Não à toa, tem muito influenciador mudando de carreira, buscando alternativas profissionais off-line, com uma divisão estrita entre vida pessoal e profissional. Dizem estarem exaustos, com burnout, ansiedade em nível máximo, sentem-se vazios, perdidos, incapazes de se conectar, de se relacionar, de serem pessoas.

Como escreveu o sociólogo Zygmunt Bauman, é uma solução individual para um problema social.

A coisa é tão complicada e cruel que atinge até quem não lucra com sua persona digital. Por meio da tecnologia (e das empresas que a controlam), somos condicionados a ficar mais em frente às telas do que interagindo com o mundo em torno delas. Nas as mídias sociais, somos treinados a só perceber as hipérboles, a urgência, o escândalo, a estridência, o polêmico, sempre à distância e fracionado. O resultado é uma percepção e entendimento da realidade completamente distorcido.

Qualquer pensamento, fala, encontro, refeição, decepção, dificuldade, sentimento, emoção, frustração, ida ao banheiro, resistência queimada, chave perdida, espinha no rosto, ida ao hospital, ai, chega.

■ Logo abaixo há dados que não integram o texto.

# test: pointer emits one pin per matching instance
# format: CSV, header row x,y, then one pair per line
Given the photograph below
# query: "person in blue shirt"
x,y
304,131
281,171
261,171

Se não postou, não aconteceu, sabe? Deus o livre de postar e não engajar. Atestado de chata – se bem que chatice rende curtidas. Atestado de desimportância. Você não vale nada, ninguém tá nem aí. É só mais um, sem destaque, inotável.

Impossível sobreviver sem validação. Seus amigos não contam, as experiências físicas quem sente é você. Será que estou no rolê errado? O legal está em outro lugar? O que tá acontecendo? Partiu terapia? Falam muito disso. Prefiro estudar as boas práticas daquela rede, reproduzir modelos de sucesso, aguardar a próxima polêmica. Não interessa sobre o que. Mas quando acaba a bateria, bate uma solidão… Pára, deixa de ser louca. Olha quantos comentários você ganhou, quantas DM trocou, e os reposts? Não dá pra parar. É viciante. Existe um URSA, usuários de redes sociais anônimos?